Every day at Amazon fulfillment centers, more than half a million robots assist with stocking inventory, filling orders, and sorting packages for delivery. These robots follow directions provided by cloud-based algorithms and navigate along a grid of encoded markers. Virtual and physical barriers restrict their interactions with people, as well as where they can and cannot go.
Now, the company is testing a new class of robots that use artificial intelligence and computer vision to roam freely throughout the fulfillment center (FC). They are helping associates accomplish tasks such as transporting oversized and unwieldy items through the shape-shifting maze of people, pallets, and pillars laid out across the fulfillment center floor, which can cover several dozen football fields.
“This is the first instance of AI being used in autonomous mobility at Amazon,” said Siddhartha Srinivasa, director of Amazon Robotics AI.
The key to success for these new robots is what Amazon scientists call semantic understanding: the ability of robots to understand the three-dimensional structure of their world in a way that distinguishes each object in it and with knowledge about how each object behaves.

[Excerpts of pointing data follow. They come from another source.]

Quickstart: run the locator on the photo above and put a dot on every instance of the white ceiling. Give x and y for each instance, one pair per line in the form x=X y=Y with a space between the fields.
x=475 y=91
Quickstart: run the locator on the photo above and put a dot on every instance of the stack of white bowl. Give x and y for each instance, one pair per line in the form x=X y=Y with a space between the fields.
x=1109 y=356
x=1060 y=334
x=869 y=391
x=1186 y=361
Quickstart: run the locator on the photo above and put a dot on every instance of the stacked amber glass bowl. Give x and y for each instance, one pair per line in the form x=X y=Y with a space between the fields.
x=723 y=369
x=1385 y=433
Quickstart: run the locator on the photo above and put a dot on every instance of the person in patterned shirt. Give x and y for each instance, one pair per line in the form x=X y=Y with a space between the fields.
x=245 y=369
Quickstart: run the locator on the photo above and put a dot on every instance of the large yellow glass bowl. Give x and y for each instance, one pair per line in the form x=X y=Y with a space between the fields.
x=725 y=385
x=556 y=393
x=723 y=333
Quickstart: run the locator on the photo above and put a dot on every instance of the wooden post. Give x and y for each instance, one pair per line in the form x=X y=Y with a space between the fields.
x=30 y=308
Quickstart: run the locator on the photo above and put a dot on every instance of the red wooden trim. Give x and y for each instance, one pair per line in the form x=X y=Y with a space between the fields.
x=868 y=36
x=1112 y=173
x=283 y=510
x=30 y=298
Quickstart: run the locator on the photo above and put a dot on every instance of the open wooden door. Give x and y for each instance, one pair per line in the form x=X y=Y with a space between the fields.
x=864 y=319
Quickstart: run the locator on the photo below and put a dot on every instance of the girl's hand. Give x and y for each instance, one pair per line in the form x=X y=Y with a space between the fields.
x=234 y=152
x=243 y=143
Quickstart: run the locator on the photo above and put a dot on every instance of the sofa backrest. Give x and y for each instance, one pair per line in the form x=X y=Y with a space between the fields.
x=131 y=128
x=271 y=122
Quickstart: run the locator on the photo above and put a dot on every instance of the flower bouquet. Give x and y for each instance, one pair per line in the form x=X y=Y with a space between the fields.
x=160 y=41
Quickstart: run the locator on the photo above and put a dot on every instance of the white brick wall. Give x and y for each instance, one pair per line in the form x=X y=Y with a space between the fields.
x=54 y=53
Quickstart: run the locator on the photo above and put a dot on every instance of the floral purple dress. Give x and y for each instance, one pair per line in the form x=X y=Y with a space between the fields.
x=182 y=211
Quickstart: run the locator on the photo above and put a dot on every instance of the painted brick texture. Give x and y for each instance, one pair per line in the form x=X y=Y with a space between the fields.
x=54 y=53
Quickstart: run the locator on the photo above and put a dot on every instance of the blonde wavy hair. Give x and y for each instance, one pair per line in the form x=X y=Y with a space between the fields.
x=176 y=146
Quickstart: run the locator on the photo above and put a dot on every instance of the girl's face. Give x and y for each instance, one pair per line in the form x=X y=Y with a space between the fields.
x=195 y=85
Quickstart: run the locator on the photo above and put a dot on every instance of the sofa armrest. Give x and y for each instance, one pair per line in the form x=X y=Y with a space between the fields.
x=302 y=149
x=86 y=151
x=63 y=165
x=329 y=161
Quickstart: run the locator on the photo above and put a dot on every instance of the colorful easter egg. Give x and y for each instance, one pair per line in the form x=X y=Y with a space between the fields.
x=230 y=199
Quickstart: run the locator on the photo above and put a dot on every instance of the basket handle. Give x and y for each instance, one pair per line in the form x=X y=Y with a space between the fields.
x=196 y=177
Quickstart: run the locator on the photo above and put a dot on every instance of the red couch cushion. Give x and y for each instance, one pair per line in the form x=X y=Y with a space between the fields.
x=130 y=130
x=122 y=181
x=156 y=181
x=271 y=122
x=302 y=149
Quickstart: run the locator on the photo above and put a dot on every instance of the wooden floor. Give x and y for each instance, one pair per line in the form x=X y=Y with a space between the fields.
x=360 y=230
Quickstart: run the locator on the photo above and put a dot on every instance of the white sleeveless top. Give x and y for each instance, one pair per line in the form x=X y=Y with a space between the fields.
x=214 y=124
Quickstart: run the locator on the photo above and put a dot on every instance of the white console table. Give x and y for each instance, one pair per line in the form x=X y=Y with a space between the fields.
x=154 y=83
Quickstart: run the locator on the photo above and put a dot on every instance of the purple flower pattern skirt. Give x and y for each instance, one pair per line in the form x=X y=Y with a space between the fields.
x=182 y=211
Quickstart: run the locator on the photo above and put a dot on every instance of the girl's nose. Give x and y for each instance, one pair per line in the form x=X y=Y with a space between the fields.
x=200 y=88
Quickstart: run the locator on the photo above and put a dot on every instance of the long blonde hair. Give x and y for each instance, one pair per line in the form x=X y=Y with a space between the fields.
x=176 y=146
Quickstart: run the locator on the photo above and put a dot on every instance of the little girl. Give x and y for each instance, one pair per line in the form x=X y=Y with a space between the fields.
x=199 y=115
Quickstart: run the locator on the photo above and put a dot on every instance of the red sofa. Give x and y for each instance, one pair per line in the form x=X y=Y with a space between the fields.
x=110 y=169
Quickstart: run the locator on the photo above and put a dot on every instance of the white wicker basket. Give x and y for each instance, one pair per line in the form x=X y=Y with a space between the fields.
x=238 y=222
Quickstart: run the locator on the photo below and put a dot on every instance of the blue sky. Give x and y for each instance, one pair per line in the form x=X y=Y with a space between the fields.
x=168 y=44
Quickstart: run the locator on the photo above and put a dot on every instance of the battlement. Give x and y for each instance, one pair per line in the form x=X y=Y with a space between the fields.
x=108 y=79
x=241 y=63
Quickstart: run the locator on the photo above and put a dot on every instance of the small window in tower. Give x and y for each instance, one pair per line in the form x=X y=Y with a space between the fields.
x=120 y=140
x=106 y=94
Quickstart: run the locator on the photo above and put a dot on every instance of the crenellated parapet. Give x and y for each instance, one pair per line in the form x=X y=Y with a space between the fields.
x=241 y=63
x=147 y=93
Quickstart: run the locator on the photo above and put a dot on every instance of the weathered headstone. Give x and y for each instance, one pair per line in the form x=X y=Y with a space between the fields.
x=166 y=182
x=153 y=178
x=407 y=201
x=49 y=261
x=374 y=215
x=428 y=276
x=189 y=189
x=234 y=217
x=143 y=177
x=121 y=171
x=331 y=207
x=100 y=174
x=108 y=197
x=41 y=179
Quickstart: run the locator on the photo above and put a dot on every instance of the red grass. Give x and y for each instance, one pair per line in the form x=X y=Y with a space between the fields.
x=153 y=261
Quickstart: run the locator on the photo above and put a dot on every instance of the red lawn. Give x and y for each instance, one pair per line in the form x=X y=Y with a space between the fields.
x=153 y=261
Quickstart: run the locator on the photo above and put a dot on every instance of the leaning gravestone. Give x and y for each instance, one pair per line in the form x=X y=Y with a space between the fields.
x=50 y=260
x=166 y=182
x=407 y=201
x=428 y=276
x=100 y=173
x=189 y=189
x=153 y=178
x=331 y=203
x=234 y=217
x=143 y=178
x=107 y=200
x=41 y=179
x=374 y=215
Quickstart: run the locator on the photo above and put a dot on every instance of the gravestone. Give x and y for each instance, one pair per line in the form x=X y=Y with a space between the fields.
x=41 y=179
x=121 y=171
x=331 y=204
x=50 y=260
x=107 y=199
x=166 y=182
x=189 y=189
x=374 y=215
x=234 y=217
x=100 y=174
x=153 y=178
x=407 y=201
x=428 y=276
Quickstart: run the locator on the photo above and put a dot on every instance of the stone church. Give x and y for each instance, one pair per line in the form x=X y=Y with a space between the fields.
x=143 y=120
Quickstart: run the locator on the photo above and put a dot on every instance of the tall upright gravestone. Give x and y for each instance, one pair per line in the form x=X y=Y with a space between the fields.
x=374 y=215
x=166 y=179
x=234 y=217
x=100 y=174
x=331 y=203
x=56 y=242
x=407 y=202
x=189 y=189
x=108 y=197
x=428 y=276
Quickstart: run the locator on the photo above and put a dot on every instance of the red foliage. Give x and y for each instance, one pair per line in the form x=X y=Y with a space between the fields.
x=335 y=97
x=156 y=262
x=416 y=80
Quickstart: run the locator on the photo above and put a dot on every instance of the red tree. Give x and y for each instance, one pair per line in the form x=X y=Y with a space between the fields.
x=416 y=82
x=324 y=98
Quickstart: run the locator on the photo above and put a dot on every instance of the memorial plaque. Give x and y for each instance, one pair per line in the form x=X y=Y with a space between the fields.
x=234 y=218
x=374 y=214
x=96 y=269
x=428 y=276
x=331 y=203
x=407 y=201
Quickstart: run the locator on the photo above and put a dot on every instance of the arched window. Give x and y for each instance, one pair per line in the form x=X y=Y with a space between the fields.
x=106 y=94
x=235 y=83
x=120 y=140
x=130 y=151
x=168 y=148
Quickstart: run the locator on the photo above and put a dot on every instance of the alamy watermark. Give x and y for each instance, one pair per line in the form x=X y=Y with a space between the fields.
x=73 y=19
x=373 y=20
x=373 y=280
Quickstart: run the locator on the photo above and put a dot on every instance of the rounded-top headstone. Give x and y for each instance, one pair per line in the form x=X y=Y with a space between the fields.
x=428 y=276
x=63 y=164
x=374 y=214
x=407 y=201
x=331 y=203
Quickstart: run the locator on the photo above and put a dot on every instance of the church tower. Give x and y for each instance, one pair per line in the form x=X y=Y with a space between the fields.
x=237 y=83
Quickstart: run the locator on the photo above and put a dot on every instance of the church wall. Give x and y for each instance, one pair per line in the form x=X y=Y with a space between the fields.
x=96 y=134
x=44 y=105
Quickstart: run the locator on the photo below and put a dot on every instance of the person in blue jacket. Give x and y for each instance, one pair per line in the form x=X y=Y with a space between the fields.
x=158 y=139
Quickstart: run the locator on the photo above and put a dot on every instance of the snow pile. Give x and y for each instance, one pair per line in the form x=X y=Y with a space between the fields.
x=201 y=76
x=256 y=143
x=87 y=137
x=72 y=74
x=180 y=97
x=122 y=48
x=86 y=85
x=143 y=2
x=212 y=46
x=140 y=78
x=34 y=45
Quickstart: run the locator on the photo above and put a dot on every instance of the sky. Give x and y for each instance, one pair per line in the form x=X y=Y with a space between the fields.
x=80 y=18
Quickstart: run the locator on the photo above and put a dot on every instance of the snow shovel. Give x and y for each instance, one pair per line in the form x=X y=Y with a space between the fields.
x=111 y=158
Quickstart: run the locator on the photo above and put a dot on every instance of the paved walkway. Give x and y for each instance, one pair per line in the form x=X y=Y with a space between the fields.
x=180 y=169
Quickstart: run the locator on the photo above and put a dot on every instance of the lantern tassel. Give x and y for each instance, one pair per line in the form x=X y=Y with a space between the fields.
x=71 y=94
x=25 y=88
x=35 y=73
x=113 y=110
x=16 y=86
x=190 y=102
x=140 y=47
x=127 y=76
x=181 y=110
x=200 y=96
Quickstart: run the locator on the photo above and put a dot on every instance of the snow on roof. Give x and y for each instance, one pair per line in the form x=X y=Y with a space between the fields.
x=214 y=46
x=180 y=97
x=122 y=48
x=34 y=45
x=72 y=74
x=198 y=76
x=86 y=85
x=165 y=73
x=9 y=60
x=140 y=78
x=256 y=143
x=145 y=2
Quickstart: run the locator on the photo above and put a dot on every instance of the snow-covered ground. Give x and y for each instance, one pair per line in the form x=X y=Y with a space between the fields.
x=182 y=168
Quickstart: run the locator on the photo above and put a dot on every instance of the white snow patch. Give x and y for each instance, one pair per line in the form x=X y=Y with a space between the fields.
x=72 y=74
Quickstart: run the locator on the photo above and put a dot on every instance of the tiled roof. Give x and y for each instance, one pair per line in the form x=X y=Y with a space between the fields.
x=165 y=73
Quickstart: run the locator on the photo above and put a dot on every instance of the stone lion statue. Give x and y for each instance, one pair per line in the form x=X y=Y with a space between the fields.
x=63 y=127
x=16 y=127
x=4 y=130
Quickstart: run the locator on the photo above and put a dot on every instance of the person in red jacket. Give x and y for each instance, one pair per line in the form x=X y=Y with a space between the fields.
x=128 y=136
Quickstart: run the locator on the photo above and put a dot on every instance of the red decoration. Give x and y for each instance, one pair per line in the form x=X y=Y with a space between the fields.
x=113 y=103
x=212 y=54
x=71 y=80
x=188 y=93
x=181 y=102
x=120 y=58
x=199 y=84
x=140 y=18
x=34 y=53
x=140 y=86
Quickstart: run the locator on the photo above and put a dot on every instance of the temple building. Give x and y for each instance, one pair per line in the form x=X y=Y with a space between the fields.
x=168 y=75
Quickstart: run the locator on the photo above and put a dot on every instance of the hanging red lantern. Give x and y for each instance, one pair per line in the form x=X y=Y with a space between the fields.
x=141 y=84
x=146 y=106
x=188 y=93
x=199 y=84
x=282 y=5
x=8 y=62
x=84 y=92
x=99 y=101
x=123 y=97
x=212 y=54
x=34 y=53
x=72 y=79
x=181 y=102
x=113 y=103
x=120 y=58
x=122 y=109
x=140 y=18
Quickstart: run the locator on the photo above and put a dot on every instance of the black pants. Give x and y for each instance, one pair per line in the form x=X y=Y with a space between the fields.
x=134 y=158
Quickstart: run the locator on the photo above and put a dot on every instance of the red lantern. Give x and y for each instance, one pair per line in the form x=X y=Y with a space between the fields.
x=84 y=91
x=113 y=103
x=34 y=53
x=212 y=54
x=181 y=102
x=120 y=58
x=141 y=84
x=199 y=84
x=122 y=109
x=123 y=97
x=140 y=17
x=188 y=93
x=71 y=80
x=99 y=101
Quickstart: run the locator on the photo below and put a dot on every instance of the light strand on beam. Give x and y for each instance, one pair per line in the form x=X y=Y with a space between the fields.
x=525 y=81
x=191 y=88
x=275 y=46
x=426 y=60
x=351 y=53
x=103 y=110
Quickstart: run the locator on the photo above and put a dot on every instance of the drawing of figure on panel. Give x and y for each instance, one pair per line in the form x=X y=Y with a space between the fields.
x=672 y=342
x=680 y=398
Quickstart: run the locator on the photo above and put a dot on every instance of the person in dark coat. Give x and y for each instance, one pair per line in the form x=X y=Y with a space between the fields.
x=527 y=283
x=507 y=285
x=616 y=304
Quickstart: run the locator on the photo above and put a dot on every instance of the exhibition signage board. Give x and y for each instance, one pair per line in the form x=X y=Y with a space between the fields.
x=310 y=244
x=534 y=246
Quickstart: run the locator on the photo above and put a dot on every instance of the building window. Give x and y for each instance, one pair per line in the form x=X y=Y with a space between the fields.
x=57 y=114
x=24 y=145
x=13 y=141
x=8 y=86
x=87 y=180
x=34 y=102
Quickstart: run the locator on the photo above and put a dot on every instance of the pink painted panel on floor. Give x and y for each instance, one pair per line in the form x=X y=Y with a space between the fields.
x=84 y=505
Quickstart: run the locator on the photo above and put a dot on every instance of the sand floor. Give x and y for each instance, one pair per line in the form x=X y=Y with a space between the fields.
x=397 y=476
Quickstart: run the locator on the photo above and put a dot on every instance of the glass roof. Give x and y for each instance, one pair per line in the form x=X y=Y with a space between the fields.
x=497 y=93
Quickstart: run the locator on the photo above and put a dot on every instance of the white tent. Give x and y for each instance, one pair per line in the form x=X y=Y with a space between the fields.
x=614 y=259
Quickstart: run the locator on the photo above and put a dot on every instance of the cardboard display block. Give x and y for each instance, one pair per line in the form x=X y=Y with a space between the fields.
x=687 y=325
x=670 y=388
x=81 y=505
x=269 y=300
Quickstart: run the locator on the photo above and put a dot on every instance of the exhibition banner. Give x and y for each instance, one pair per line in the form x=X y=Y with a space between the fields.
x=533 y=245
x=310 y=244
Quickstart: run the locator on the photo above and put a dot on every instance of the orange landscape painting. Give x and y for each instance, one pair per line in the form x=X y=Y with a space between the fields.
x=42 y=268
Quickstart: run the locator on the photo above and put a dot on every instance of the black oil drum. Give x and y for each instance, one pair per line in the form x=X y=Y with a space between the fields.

With this understanding updated in real-time, the robots can safely navigate cluttered, dynamic environments.
For now, these robots are deployed in a few fulfillment centers where they are performing a narrow set of tasks. Researchers are exploring how to integrate these robots seamlessly and safely with the established processes that Amazon associates follow to fulfill millions of customer orders every day.
“We don’t develop technology for technology’s sake,” said Srinivasa. “We want to develop technology with an end goal in mind of empowering our associates to perform their activities better and safer. If we don’t integrate seamlessly end-to-end, then people will not use our technology.”
Robots today
About 10% of the items ordered from the Amazon Store are too long, wide, or otherwise unwieldy to fit in pods or on conveyor belts in many Amazon FCs. Today, FC employees transport these oversized items across the fulfillment center with pulleys and forklifts, navigating the ever-shifting maze of pods, pallets, robots, and people. The goal is to have robots handle this sometimes awkward task.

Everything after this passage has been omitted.